A sudden pressure increase collapses steam voids and level falls. So even though total mass inventory of the steam generator hasn't changed, mass has moved down below the space between the narrow range taps so reported level moves down accordingly. That's called "boiler shrink "
The opposite happens on a pressure decrease, level rises, "boiler swell".
It takes operators quite a bit of practice to learn "that magic touch" of manual steam generator level control.
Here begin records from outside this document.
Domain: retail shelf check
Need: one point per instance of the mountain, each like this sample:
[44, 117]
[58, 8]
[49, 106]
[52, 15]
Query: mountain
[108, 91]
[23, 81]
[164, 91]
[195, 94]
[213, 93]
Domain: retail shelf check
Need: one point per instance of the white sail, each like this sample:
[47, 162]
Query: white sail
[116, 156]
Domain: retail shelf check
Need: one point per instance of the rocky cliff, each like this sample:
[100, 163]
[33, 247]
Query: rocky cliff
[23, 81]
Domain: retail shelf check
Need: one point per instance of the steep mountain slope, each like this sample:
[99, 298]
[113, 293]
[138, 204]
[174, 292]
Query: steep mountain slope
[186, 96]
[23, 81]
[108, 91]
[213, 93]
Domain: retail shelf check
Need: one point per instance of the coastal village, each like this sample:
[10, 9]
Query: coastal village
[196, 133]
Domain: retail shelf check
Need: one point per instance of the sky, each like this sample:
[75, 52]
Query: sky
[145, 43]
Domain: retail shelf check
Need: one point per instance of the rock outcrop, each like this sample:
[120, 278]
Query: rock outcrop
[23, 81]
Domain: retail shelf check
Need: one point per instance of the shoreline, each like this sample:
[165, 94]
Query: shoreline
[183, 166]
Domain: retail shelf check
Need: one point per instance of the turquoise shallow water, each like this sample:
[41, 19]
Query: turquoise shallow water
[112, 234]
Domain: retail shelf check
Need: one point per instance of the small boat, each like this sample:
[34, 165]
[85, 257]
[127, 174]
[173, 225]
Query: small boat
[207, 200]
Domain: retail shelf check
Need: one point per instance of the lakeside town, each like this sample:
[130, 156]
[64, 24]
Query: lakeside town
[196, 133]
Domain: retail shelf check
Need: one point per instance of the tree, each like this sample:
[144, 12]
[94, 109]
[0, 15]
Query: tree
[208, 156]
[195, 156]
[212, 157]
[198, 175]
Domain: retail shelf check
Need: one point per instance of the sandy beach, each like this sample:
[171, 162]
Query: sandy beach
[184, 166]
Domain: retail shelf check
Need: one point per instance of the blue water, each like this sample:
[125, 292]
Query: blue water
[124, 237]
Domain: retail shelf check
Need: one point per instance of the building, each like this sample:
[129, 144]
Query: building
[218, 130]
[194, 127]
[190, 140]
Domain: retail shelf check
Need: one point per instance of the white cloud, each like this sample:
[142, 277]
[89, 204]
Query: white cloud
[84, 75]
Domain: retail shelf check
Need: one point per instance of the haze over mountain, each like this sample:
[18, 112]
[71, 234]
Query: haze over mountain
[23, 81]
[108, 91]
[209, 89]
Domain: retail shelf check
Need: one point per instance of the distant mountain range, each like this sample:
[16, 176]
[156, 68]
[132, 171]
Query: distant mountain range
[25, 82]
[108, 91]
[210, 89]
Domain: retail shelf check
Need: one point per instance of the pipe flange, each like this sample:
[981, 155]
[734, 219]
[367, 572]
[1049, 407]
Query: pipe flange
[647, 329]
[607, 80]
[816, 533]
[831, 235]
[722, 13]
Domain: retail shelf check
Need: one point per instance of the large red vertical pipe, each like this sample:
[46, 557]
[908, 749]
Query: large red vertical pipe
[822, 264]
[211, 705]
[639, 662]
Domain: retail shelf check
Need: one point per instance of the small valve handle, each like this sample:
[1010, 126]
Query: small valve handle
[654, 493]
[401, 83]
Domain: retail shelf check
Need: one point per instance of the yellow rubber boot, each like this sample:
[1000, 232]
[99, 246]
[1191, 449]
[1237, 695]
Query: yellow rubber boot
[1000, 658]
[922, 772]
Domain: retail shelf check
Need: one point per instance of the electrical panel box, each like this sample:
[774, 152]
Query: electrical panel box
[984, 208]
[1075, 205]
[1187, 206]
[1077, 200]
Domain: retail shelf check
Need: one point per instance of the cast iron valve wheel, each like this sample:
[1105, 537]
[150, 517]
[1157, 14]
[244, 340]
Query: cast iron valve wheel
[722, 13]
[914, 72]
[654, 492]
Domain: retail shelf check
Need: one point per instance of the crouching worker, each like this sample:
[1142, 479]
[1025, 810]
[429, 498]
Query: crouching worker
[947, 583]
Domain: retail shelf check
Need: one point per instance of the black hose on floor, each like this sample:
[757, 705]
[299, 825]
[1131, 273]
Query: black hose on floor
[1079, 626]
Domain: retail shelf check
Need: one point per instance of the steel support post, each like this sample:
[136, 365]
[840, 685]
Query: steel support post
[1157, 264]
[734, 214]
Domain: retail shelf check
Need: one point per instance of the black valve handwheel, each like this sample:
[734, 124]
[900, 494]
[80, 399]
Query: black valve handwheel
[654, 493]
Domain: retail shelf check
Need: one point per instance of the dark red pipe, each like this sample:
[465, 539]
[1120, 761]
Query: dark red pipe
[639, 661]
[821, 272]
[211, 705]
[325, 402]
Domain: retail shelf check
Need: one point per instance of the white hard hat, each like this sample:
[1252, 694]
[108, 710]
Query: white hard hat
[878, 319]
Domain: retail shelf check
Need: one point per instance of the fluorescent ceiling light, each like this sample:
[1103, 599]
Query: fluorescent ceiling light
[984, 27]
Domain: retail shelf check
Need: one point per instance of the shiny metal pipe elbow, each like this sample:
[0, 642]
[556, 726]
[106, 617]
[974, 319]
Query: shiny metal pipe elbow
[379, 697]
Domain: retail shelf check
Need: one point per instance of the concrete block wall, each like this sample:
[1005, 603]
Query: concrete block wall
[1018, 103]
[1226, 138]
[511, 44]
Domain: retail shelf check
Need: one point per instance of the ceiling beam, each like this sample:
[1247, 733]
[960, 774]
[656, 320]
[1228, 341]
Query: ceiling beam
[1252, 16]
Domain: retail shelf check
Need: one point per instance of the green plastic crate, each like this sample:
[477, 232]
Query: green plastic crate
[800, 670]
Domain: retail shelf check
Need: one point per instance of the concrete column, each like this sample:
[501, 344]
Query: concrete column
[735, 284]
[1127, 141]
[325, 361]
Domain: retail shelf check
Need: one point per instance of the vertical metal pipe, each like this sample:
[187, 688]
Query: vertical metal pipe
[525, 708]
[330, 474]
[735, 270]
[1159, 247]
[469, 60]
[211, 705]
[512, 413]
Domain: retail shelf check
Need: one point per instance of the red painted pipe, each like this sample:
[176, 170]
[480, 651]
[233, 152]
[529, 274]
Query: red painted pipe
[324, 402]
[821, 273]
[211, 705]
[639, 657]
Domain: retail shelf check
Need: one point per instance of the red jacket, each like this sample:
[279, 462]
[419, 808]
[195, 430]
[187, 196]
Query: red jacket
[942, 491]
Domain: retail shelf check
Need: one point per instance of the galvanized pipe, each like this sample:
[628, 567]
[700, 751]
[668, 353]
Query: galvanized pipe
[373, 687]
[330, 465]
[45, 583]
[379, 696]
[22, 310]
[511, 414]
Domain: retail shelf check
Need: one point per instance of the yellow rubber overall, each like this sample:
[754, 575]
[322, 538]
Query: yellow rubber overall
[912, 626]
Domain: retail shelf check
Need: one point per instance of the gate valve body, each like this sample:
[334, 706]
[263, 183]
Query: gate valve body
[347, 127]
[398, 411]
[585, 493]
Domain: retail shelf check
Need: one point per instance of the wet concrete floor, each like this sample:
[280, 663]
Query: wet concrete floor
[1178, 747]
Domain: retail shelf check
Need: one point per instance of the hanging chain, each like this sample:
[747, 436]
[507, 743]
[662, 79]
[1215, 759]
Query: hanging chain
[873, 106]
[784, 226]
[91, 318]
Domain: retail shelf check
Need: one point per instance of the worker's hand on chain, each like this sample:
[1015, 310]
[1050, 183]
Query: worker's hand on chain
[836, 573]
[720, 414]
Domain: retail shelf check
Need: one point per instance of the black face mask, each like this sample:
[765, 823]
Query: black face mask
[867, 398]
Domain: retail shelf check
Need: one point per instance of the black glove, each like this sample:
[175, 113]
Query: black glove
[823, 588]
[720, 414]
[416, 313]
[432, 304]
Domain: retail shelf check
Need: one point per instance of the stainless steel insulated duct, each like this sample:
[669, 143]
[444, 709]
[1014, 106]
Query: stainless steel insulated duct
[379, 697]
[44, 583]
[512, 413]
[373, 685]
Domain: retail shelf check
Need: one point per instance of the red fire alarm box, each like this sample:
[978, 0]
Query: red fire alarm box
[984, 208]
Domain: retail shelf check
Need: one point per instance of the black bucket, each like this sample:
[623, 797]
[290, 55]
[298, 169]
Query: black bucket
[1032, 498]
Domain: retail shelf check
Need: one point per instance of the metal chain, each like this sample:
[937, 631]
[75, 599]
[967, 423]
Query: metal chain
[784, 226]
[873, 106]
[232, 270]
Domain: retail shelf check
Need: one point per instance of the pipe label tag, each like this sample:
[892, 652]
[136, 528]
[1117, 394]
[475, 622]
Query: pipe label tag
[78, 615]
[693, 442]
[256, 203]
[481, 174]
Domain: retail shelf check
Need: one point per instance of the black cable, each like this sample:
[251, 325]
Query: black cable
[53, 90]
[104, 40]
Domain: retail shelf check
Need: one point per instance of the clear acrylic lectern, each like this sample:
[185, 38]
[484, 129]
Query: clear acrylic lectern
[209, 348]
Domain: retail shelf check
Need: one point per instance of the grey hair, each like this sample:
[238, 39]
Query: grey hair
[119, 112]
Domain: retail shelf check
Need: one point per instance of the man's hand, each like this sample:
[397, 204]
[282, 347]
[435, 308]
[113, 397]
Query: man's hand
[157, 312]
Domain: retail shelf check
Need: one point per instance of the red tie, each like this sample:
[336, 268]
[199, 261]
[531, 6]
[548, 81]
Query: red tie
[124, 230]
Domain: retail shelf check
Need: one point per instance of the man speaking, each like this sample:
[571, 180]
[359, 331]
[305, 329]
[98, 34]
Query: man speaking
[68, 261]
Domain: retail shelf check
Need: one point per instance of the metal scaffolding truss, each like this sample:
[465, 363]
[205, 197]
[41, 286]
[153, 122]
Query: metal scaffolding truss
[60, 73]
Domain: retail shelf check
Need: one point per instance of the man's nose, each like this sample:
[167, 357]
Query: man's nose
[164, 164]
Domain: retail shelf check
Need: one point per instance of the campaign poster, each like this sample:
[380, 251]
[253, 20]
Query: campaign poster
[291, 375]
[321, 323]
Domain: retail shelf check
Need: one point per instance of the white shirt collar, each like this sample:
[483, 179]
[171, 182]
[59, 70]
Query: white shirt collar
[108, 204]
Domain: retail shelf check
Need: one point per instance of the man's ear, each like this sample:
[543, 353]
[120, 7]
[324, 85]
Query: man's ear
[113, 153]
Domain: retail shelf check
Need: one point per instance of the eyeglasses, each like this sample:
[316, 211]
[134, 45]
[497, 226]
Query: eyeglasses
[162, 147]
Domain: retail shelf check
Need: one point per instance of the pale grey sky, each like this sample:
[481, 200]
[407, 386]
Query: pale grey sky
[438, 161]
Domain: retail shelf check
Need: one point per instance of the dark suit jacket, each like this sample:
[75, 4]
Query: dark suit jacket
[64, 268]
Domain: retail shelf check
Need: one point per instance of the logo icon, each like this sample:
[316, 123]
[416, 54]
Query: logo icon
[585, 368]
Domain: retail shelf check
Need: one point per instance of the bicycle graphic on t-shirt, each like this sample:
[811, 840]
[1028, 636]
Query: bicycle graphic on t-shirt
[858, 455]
Wide range instruments that are connected between upper instrument tap and one way down by bottom drain nozzle(it's not shown on that sketch but that's where it is) do not show that pressure dependence, they report a more true picture of mass inventory.
It would be interesting to sense narrow range level from the wide range taps and electronically offset to get narrow range indication. But that'd be an experiment, and one at my low level just doesn't tinker .I suspect your horizontal steam generators are more control-friendly to the operator . I didn't know anybody had them. Do you know any VVER operators who could say if they're tricky to handle?

fascinating, this:
vver.jpg


versus that:
PWR2.gif


Clearly a horizontal drum gives more surface area for the steam to dissociate itself from the water.
Look at those complex moisture separators and steam dryers in our PWRs, page 12 & 13 linked earlier.
There's a reason early boilers evolved horizontal steam drums.

Babcock_and_Wilcox_boiler_%2528Heat_Engines%252C_1913%2529.jpg


You'll find an interesting article on evolution of boiler design here:
It's from "Steam" by B&W. After all, they literally wrote the book on steam.

http://www.gutenberg.org/files/22657/22657-h/chapters/evolution.html

I hope I didn't digress. We old guys do that a lot.